Begrip voor verschillende scopes in tijd tussen ruimtelijke en sociale domeinen. Sommige domeinen een focus op de korte termijn en sommige op de lange termijn. Proberen om naar elkaar te luisteren om effectief samen te werken.
Staalmanpleinbuurt (Stedenbouw Studio Vinke)
3. De mogelijkheid om mee te groeien als woonkwaliteit
De huidige druk op de woningmarkt komt de woonkwaliteit niet ten goede. Het is goed mogelijk dat wat we nu bouwen, over een aantal jaar niet meer passend is. Daarom wordt de behoefte aan woningen die mee kunnen groeien met bewoners benadrukt. Deze flexibiliteit geeft ons mogelijkheden voor de toekomst. Dit zorgt ervoor dat mensen in hun wijk kunnen blijven wonen en dat sociaal kapitaal behouden blijft. Wijken moeten ruimte bieden voor wooncarrières. Bewoners moeten kunnen doorgroeien, zonder dat zij hun wijk hoeven te verlaten. Het draagt bij aan samenhangende buurten en vorm van woonkwaliteit.
De betaalbaarheid van woningen staat ook onder druk. Renovaties en verduurzaming maken woningen energiezuiniger, maar brengen hoge kosten met zich mee. Corporaties moeten deze investeringen doen en tegelijkertijd huurprijzen laag houden. Dit levert spanning op. Woonkwaliteit gaat echter verder dan fysieke verbeteringen. Ook sociale en ruimtelijke interventies zijn belangrijk. Samen zorgen deze voor een gezonde, betaalbare en inclusieve leefomgeving.
Belangrijkste punten:
Er is behoefte aan woningen die meegroeien met bewoners, zodat mensen in hun wijk kunnen blijven wonen.
Behoud van sociaal kapitaal door wooncarrière te kunnen maken in je directe omgeving.
Twijfel of de kleine woningen die nu vooral worden gemaakt deze flexibiliteit naar de toekomst toe bieden.
Betaalbaarheid: De hoge kosten voor renovatie en verduurzaming van woningen (energiezuiniger maken) maken het lastig om woonkwaliteit betaalbaar te houden. Corporaties kampen met financiële druk om huurprijzen laag te houden terwijl ze moeten investeren.
De nadruk lag erop dat woonkwaliteit niet alleen een kwestie is van fysieke verbeteringen, maar ook van sociale en ruimtelijke interventies die samen een gezonde, betaalbare en inclusieve leefomgeving creëren.
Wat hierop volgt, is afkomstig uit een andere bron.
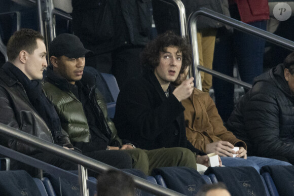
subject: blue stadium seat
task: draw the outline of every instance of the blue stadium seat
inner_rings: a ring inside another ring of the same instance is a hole
[[[54,191],[53,187],[48,178],[46,177],[43,178],[42,182],[45,187],[48,196],[56,196],[55,191]]]
[[[109,73],[101,73],[101,74],[108,86],[114,102],[116,102],[119,93],[120,92],[120,89],[119,88],[116,78],[113,75]]]
[[[43,189],[44,190],[44,189]],[[24,170],[0,171],[0,195],[46,195]]]
[[[261,170],[261,174],[271,193],[280,195],[294,195],[293,166],[264,166]]]
[[[33,178],[32,179],[39,189],[39,190],[41,193],[41,196],[49,196],[42,181],[41,179],[36,178]]]
[[[252,167],[209,167],[204,174],[212,183],[224,183],[232,195],[270,195],[262,177]]]
[[[116,102],[111,102],[107,103],[107,111],[108,113],[108,116],[112,119],[115,117],[115,113],[116,113]]]
[[[211,182],[212,182],[212,183],[218,182],[218,181],[217,181],[217,179],[216,179],[216,177],[215,176],[215,175],[214,174],[209,174],[208,175],[208,176],[209,177],[209,178],[210,179],[210,180],[211,180]]]
[[[211,180],[210,178],[208,176],[206,176],[206,175],[202,174],[201,175],[201,177],[204,180],[206,184],[212,184],[212,182],[211,182]]]
[[[146,176],[146,179],[150,182],[152,182],[153,184],[157,184],[157,182],[156,180],[153,176]]]
[[[165,184],[165,182],[164,181],[164,180],[163,179],[163,178],[162,177],[162,176],[161,176],[161,175],[157,175],[155,176],[154,176],[154,178],[155,178],[155,180],[157,182],[157,184],[162,186],[165,188],[167,188],[166,184]]]
[[[268,172],[265,172],[262,174],[262,176],[265,180],[270,195],[271,196],[279,196],[278,190],[277,190],[277,188],[273,181],[273,179],[271,177],[271,175]]]

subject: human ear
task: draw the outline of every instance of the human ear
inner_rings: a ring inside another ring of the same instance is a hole
[[[290,75],[291,75],[291,73],[289,71],[289,69],[285,68],[284,69],[284,76],[285,77],[286,81],[289,81],[289,77],[290,76]]]
[[[50,57],[50,61],[54,67],[58,67],[58,65],[57,64],[57,58],[55,56],[52,56]]]

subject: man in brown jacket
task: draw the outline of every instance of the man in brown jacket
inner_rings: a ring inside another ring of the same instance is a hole
[[[187,68],[179,75],[174,85],[177,86],[186,80],[188,72]],[[237,138],[224,126],[213,100],[208,93],[194,88],[191,95],[182,100],[181,103],[185,108],[184,115],[188,140],[195,148],[206,153],[215,152],[218,154],[223,165],[252,166],[259,172],[260,168],[265,165],[289,165],[288,163],[274,159],[257,156],[247,158],[246,143]],[[239,150],[234,150],[234,147],[239,147]]]

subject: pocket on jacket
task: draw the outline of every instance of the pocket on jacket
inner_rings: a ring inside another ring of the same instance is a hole
[[[107,1],[87,10],[80,10],[79,36],[92,43],[101,44],[114,35],[113,17]],[[78,16],[79,17],[79,16]]]
[[[152,25],[152,16],[150,8],[151,1],[150,0],[138,0],[137,1],[138,13],[139,14],[139,33],[143,36],[148,36],[149,35],[151,26]]]

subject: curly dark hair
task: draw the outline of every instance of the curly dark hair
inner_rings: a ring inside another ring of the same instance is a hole
[[[287,56],[283,63],[285,68],[289,69],[291,74],[294,74],[294,52]]]
[[[37,39],[44,41],[41,33],[33,29],[23,28],[15,31],[7,44],[7,56],[9,61],[14,60],[22,50],[32,54],[38,48]]]
[[[159,64],[160,52],[166,52],[166,48],[171,46],[178,48],[178,52],[182,53],[182,65],[179,73],[182,73],[192,63],[191,47],[187,38],[177,35],[171,31],[159,35],[147,44],[141,53],[141,63],[145,70],[154,71]]]

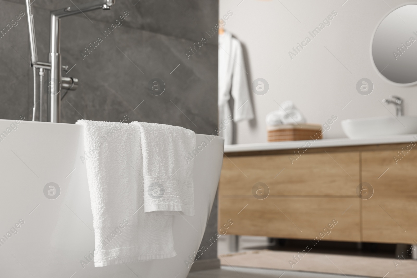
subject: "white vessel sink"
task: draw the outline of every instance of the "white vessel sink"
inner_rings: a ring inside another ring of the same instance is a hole
[[[343,131],[351,139],[417,133],[417,116],[379,117],[345,120]]]

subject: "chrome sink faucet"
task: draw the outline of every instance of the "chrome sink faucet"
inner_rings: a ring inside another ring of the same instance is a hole
[[[388,104],[394,104],[397,110],[397,116],[401,117],[404,115],[403,103],[404,100],[399,97],[390,95],[389,98],[382,100],[382,102]]]

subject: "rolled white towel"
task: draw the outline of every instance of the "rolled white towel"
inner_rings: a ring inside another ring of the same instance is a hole
[[[266,124],[269,126],[282,124],[301,123],[306,122],[301,112],[291,100],[284,101],[279,105],[279,109],[269,113],[266,118]]]
[[[286,111],[281,118],[281,122],[285,125],[291,123],[301,123],[306,122],[306,119],[298,110],[292,109]]]

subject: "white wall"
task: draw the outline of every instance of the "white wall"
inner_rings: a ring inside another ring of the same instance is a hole
[[[370,50],[374,32],[391,8],[417,1],[348,0],[344,4],[345,1],[220,0],[219,16],[233,12],[224,29],[246,49],[249,83],[261,78],[269,85],[265,95],[252,93],[256,122],[238,123],[237,143],[266,141],[265,118],[279,108],[276,101],[293,100],[309,123],[323,124],[336,115],[337,120],[324,138],[346,137],[342,120],[395,115],[393,105],[380,102],[391,94],[405,99],[405,115],[417,115],[417,87],[398,87],[383,80],[374,68]],[[311,38],[309,31],[333,10],[337,15],[330,25],[291,60],[289,51],[306,36]],[[365,78],[374,88],[362,95],[356,86]]]

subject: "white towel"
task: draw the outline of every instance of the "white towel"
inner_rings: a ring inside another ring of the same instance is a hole
[[[173,216],[144,211],[138,126],[84,120],[76,123],[84,127],[95,266],[175,256]]]
[[[273,111],[266,115],[265,120],[268,125],[274,126],[306,122],[304,116],[291,100],[284,101],[279,106],[279,110]]]
[[[131,123],[141,129],[145,211],[193,215],[194,160],[184,157],[195,149],[195,133],[179,126]]]

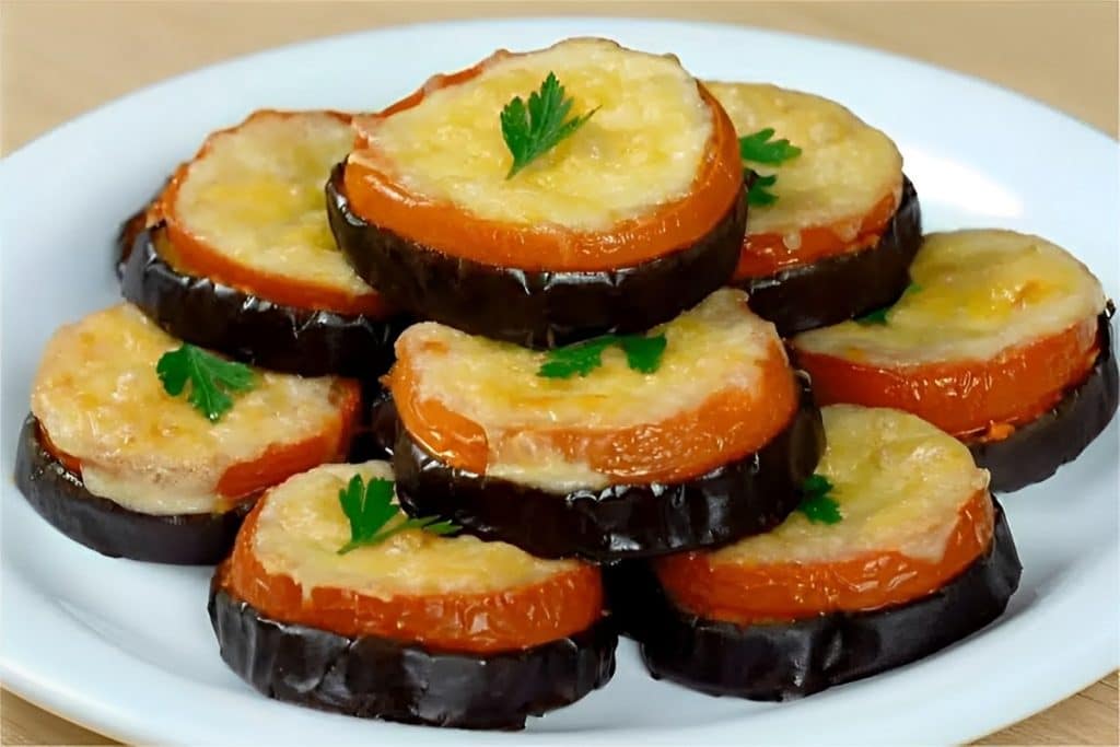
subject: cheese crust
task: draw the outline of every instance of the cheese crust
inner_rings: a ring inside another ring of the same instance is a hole
[[[514,178],[498,115],[554,73],[575,100],[569,116],[595,111],[572,137]],[[461,84],[433,78],[416,106],[356,118],[368,143],[351,155],[388,174],[417,199],[452,203],[514,225],[605,231],[687,195],[713,124],[696,80],[675,57],[605,39],[570,39],[524,55],[498,53]]]
[[[780,166],[749,164],[763,176],[778,175],[771,205],[752,206],[747,233],[777,234],[795,250],[797,234],[837,226],[848,241],[884,197],[902,197],[903,157],[886,134],[822,96],[763,83],[706,83],[740,137],[773,128],[801,155]]]
[[[31,389],[31,412],[52,443],[77,459],[93,495],[147,514],[223,507],[225,470],[270,447],[338,431],[333,377],[258,372],[256,387],[209,422],[156,374],[180,345],[121,304],[58,329]]]
[[[393,478],[384,461],[324,465],[290,477],[262,498],[253,554],[268,573],[288,576],[300,585],[305,597],[319,587],[382,599],[483,594],[539,583],[579,567],[573,560],[541,560],[504,542],[421,530],[339,555],[351,530],[338,492],[354,475],[365,482]]]
[[[353,142],[349,122],[337,114],[256,112],[206,140],[180,177],[175,217],[251,270],[370,293],[335,245],[323,192]]]
[[[486,432],[487,475],[569,491],[609,480],[536,433],[656,427],[726,391],[754,400],[764,395],[757,391],[763,364],[775,351],[785,361],[774,326],[752,314],[738,290],[716,291],[650,334],[666,339],[655,374],[632,370],[613,346],[587,376],[542,377],[547,353],[435,323],[407,329],[396,351],[409,361],[419,400],[436,400]]]
[[[988,361],[1012,347],[1092,324],[1104,309],[1100,281],[1038,236],[976,230],[925,237],[915,288],[886,325],[846,321],[797,335],[797,349],[885,367]]]
[[[794,512],[777,529],[711,553],[712,564],[828,563],[899,552],[936,561],[960,510],[988,488],[968,448],[899,410],[823,408],[827,448],[816,474],[832,483],[842,520]]]

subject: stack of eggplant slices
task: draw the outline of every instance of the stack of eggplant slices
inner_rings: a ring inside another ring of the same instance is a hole
[[[605,39],[258,111],[120,243],[20,489],[104,554],[216,563],[226,664],[358,717],[521,728],[619,634],[757,700],[913,662],[1018,586],[991,492],[1117,408],[1072,254],[923,236],[840,104]]]

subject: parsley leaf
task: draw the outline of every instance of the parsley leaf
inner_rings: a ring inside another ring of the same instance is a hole
[[[664,335],[603,335],[580,343],[549,351],[536,371],[545,379],[571,379],[586,376],[603,365],[603,352],[612,345],[623,348],[626,365],[638,373],[655,373],[661,367],[661,356],[668,340]]]
[[[181,394],[189,383],[187,401],[211,422],[221,420],[233,407],[232,393],[256,386],[256,375],[249,366],[187,344],[161,355],[156,374],[171,396]]]
[[[768,127],[765,130],[739,138],[739,158],[755,164],[780,166],[801,156],[801,148],[790,144],[785,138],[771,141],[773,137],[774,128]]]
[[[917,284],[916,282],[912,282],[911,284],[906,286],[906,290],[903,291],[903,295],[898,298],[898,301],[903,300],[903,298],[909,296],[911,293],[918,292],[920,290],[922,290],[922,286]],[[895,301],[895,304],[897,304],[898,301]],[[886,325],[887,314],[890,311],[890,309],[895,307],[895,304],[892,304],[890,306],[884,306],[883,308],[875,309],[874,311],[868,311],[861,317],[856,317],[855,319],[852,319],[852,321],[864,327],[869,327],[871,325]]]
[[[439,516],[404,517],[404,521],[390,526],[390,522],[404,514],[393,503],[393,480],[382,477],[363,483],[361,475],[354,475],[346,487],[338,491],[338,503],[351,524],[349,542],[338,548],[340,555],[358,548],[380,544],[410,529],[431,534],[450,534],[460,529]]]
[[[538,156],[551,150],[561,140],[584,127],[598,106],[580,116],[567,119],[575,102],[564,96],[563,86],[556,73],[549,72],[540,91],[529,94],[529,105],[521,96],[502,110],[502,138],[513,155],[513,165],[506,179],[529,166]]]
[[[832,497],[834,486],[824,475],[812,475],[801,484],[797,511],[814,524],[836,524],[843,519],[840,504]]]

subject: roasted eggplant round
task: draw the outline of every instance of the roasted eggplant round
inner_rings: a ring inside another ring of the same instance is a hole
[[[520,729],[610,679],[598,569],[403,527],[391,477],[385,463],[319,467],[250,514],[209,604],[242,679],[302,706],[468,729]],[[352,512],[374,503],[385,534],[355,541]]]
[[[732,282],[750,307],[784,337],[894,302],[922,237],[895,143],[821,96],[758,83],[708,87],[756,174]]]
[[[146,514],[90,493],[82,476],[43,448],[39,421],[28,415],[16,451],[16,487],[55,529],[111,558],[209,566],[233,547],[249,511],[239,503],[221,513]]]
[[[1111,309],[1111,307],[1110,307]],[[996,441],[968,441],[977,464],[991,473],[991,489],[1011,493],[1040,483],[1076,459],[1117,411],[1118,373],[1109,315],[1100,317],[1100,354],[1089,377],[1053,409]]]
[[[250,365],[302,376],[370,379],[393,363],[393,342],[409,325],[274,304],[211,278],[180,272],[160,251],[160,228],[143,231],[121,290],[169,334]]]
[[[120,305],[56,332],[36,375],[17,482],[106,554],[214,562],[262,489],[349,448],[355,382],[254,372],[177,343]]]
[[[349,116],[260,111],[207,138],[122,230],[124,297],[240,361],[375,377],[403,327],[334,244],[323,204]]]
[[[528,166],[502,141],[524,112],[494,116],[526,71],[589,118]],[[735,132],[675,58],[601,39],[501,52],[355,128],[327,185],[330,225],[358,274],[418,317],[552,347],[666,321],[734,270]]]
[[[1099,368],[1101,383],[1089,389],[1095,402],[1080,405],[1095,412],[1067,426],[1061,443],[1025,436],[1023,443],[1038,445],[1029,465],[984,457],[1005,491],[1053,474],[1103,429],[1116,402],[1103,376],[1108,329],[1098,318],[1107,302],[1081,262],[1037,236],[960,231],[926,236],[911,277],[890,308],[793,338],[821,403],[906,410],[993,455]],[[1044,442],[1055,448],[1048,456],[1038,450]]]
[[[657,345],[656,361],[638,360]],[[549,353],[418,325],[389,386],[405,510],[542,557],[646,557],[766,531],[823,448],[808,384],[736,290],[646,336]]]
[[[797,698],[931,654],[1005,609],[1019,560],[968,449],[895,410],[823,415],[819,474],[772,534],[612,571],[613,615],[654,676]]]

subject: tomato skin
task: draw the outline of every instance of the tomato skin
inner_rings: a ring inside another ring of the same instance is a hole
[[[961,506],[936,561],[896,550],[830,563],[746,566],[715,563],[708,553],[655,562],[657,577],[682,609],[740,625],[791,622],[828,613],[867,611],[905,604],[940,589],[991,544],[995,513],[987,491]]]
[[[349,122],[351,115],[340,112],[324,112],[343,122]],[[280,115],[298,116],[298,112],[278,112],[261,110],[255,112],[242,124],[211,134],[207,141],[195,155],[194,160],[204,158],[211,149],[214,137],[233,132],[248,124],[256,116]],[[176,212],[179,187],[187,178],[190,169],[188,161],[183,164],[168,181],[156,204],[149,211],[148,224],[164,223],[167,237],[171,244],[174,256],[166,258],[175,268],[186,274],[209,278],[215,282],[237,288],[246,293],[259,296],[274,304],[292,306],[300,309],[321,309],[347,315],[364,315],[372,319],[383,319],[392,314],[392,309],[381,296],[370,290],[366,293],[354,295],[338,288],[321,286],[314,281],[301,281],[281,274],[262,272],[248,268],[236,260],[226,256],[216,248],[209,245],[200,236],[188,231]]]
[[[961,437],[986,433],[993,423],[1034,420],[1084,380],[1099,352],[1092,318],[989,361],[885,367],[796,347],[794,356],[812,376],[821,405],[906,410]]]
[[[489,455],[501,451],[502,439],[526,437],[524,430],[488,436],[483,426],[438,400],[421,399],[408,357],[398,358],[388,382],[409,433],[452,467],[485,475]],[[776,342],[755,390],[766,396],[745,396],[738,390],[716,392],[696,410],[661,422],[598,431],[542,429],[532,436],[613,480],[682,482],[754,454],[793,419],[797,386]]]
[[[422,88],[375,114],[376,121],[419,105],[435,90],[459,85],[480,75],[498,52],[477,65],[431,78]],[[655,212],[629,218],[609,231],[554,228],[532,231],[501,221],[482,220],[454,204],[411,194],[388,169],[346,164],[344,185],[351,208],[362,218],[444,254],[489,265],[526,271],[616,270],[687,249],[703,239],[727,214],[743,188],[743,167],[735,127],[722,106],[697,83],[712,114],[707,153],[689,194]],[[356,149],[370,147],[361,132]]]
[[[268,499],[267,497],[264,498]],[[433,651],[520,651],[587,629],[603,614],[603,582],[592,566],[543,582],[479,594],[379,598],[335,587],[310,594],[291,577],[269,573],[253,553],[263,502],[245,520],[218,585],[265,616],[344,636],[379,636]]]
[[[796,249],[776,233],[748,233],[743,239],[743,253],[735,269],[735,280],[766,278],[781,270],[812,264],[820,260],[868,249],[878,243],[883,231],[898,211],[902,186],[886,195],[862,217],[855,240],[843,239],[836,225],[810,226],[797,233]]]

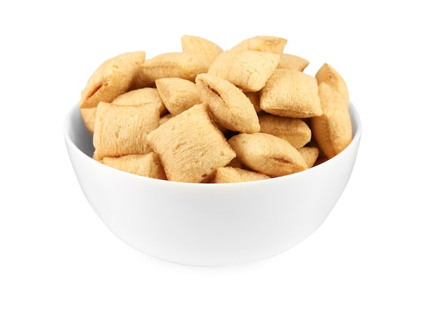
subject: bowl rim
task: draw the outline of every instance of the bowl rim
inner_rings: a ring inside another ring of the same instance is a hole
[[[359,147],[359,141],[361,140],[361,137],[362,136],[362,132],[363,132],[362,122],[361,121],[361,118],[360,118],[359,112],[357,111],[357,109],[356,108],[356,107],[355,106],[355,105],[351,101],[349,102],[349,112],[350,114],[350,119],[352,121],[353,137],[352,141],[348,144],[348,145],[343,150],[343,151],[341,151],[341,152],[339,152],[338,154],[335,155],[335,156],[325,161],[324,162],[322,162],[320,164],[318,164],[312,168],[310,168],[307,170],[304,170],[303,171],[298,172],[296,173],[290,174],[288,175],[284,175],[284,176],[281,176],[278,177],[272,177],[269,179],[244,181],[244,182],[229,183],[189,183],[189,182],[174,181],[167,181],[167,180],[163,180],[163,179],[154,179],[151,177],[147,177],[144,176],[136,175],[133,173],[129,173],[127,172],[122,171],[114,168],[107,166],[98,162],[98,161],[94,160],[94,159],[88,156],[87,154],[85,154],[83,151],[82,151],[79,148],[78,148],[78,146],[76,145],[76,144],[75,143],[75,142],[74,141],[74,140],[72,139],[72,137],[71,137],[73,117],[76,114],[78,114],[81,116],[81,114],[79,112],[78,103],[76,103],[75,105],[73,105],[67,113],[66,117],[65,117],[64,121],[63,121],[63,130],[64,140],[65,141],[67,149],[73,149],[74,152],[76,152],[78,154],[81,154],[84,158],[87,158],[88,161],[90,162],[94,162],[95,166],[102,166],[105,170],[113,171],[114,172],[116,172],[117,174],[118,174],[118,172],[120,172],[120,174],[123,175],[125,175],[126,176],[129,176],[131,178],[133,178],[134,179],[136,179],[138,181],[142,181],[142,182],[148,181],[148,182],[151,182],[151,183],[160,183],[164,185],[166,185],[167,183],[169,183],[169,184],[174,184],[174,185],[180,185],[180,186],[189,185],[189,186],[194,186],[198,188],[209,188],[216,189],[218,188],[225,188],[226,185],[243,186],[244,185],[251,185],[252,184],[262,184],[262,183],[266,184],[266,183],[276,183],[277,181],[280,180],[294,179],[295,177],[297,177],[298,176],[303,176],[304,173],[311,174],[314,171],[319,170],[320,168],[322,168],[326,166],[330,166],[330,165],[333,163],[337,162],[338,159],[342,158],[343,156],[348,153],[348,152],[350,150],[354,149],[355,147],[357,147],[357,146]],[[211,186],[211,187],[208,187],[208,186]]]

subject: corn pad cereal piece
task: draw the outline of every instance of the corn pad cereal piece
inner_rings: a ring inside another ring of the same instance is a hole
[[[197,36],[183,35],[181,37],[181,48],[183,52],[200,55],[209,63],[212,63],[223,52],[213,41]]]
[[[156,105],[118,105],[101,102],[94,123],[94,159],[149,153],[151,150],[147,135],[158,126],[159,119]]]
[[[126,52],[103,62],[90,76],[81,92],[80,108],[95,108],[101,101],[111,102],[138,85],[149,83],[140,69],[145,57],[143,51]]]
[[[154,152],[147,154],[128,154],[118,157],[105,156],[102,159],[102,163],[117,170],[136,175],[166,179],[163,167]]]
[[[285,68],[286,70],[296,70],[304,72],[304,70],[308,66],[310,62],[301,57],[288,53],[282,53],[280,55],[280,62],[277,68]]]
[[[80,109],[81,117],[87,129],[93,134],[94,132],[94,120],[96,119],[96,108]]]
[[[196,84],[188,79],[167,77],[156,80],[156,86],[167,110],[173,115],[200,103]]]
[[[296,149],[311,140],[311,130],[300,119],[264,114],[259,117],[260,132],[271,134],[288,141]]]
[[[271,177],[264,174],[258,173],[239,168],[226,166],[219,168],[216,171],[213,183],[242,183],[245,181],[260,181]]]
[[[262,111],[260,104],[260,99],[259,99],[259,92],[251,91],[249,92],[244,92],[244,94],[247,96],[247,98],[249,98],[250,101],[253,103],[253,106],[254,107],[256,113],[259,113]]]
[[[271,134],[239,134],[228,142],[242,163],[271,177],[288,175],[308,168],[297,149],[286,140]]]
[[[315,77],[317,80],[317,84],[326,83],[339,93],[344,105],[348,107],[350,97],[347,84],[338,72],[329,64],[324,63],[316,72]]]
[[[322,115],[316,79],[294,70],[275,70],[260,91],[260,108],[285,117]]]
[[[319,84],[323,114],[311,119],[313,137],[324,154],[332,158],[352,141],[353,129],[345,99],[326,83]]]
[[[196,77],[196,85],[202,102],[208,104],[212,117],[220,125],[235,132],[259,132],[259,118],[253,103],[235,85],[203,73]]]
[[[171,113],[167,113],[162,117],[160,117],[160,119],[158,121],[158,125],[162,125],[165,123],[166,123],[167,121],[168,121],[169,119],[172,119],[174,117],[174,115],[173,115]]]
[[[231,50],[220,53],[208,73],[222,77],[244,92],[260,90],[272,75],[280,54],[256,50]]]
[[[302,147],[298,149],[308,168],[313,168],[319,157],[319,148],[316,147]]]
[[[158,108],[160,115],[167,112],[165,104],[160,98],[157,89],[146,87],[135,89],[124,94],[120,94],[115,98],[112,104],[118,105],[141,105],[149,104]],[[96,119],[96,111],[97,107],[89,109],[81,109],[81,115],[87,128],[93,133],[94,132],[94,120]]]
[[[209,182],[217,168],[235,156],[204,104],[196,104],[160,125],[147,140],[169,181]]]
[[[194,81],[198,74],[208,71],[210,64],[201,56],[192,53],[167,52],[145,61],[141,68],[152,81],[165,77]]]
[[[262,52],[281,54],[287,43],[287,39],[275,36],[255,36],[243,40],[231,50],[249,50]]]
[[[144,88],[130,90],[120,94],[112,102],[118,105],[156,105],[158,108],[160,115],[167,113],[163,100],[160,97],[157,88],[146,87]]]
Placegame in Banne Noord Amsterdam
4. Een goede menging blijft van essentieel belang
Een goede gemengde buurt is meer dan een opstelsom van twee derde betaalbaar en één derde duur programma. Het mengen van sociale huur, koop- en middeldure huurwoningen wordt gezien als wenselijk. Een diverse samenstelling van bewoners kan zorgen voor meer sociale interactie en een betere leefomgeving. Toch blijkt dit in de praktijk vaak lastig. Bewoners wonen wel naast elkaar, maar leven niet echt samen. Verdichting biedt daarbij wel de beste kansen om menging op een nieuwe manier vorm te geven. Het toevoegen van een nieuwe mix van bewoners kan goed samengaan met een verdichtingsstrategie.
Belangrijkste punten:
Menging van sociale, koop- en huurwoningen wordt gezien als wenselijk om diversiteit en interactie te bevorderen. Toch blijkt dit in praktijk lastig: bewoners wonen vaak naast elkaar, maar niet echt samen.
Juist in combinatie met verdichting kan mening op een goede manier ontstaan. Een nieuw mix aan bewoners kan levendigheid en sociaal contact brengen.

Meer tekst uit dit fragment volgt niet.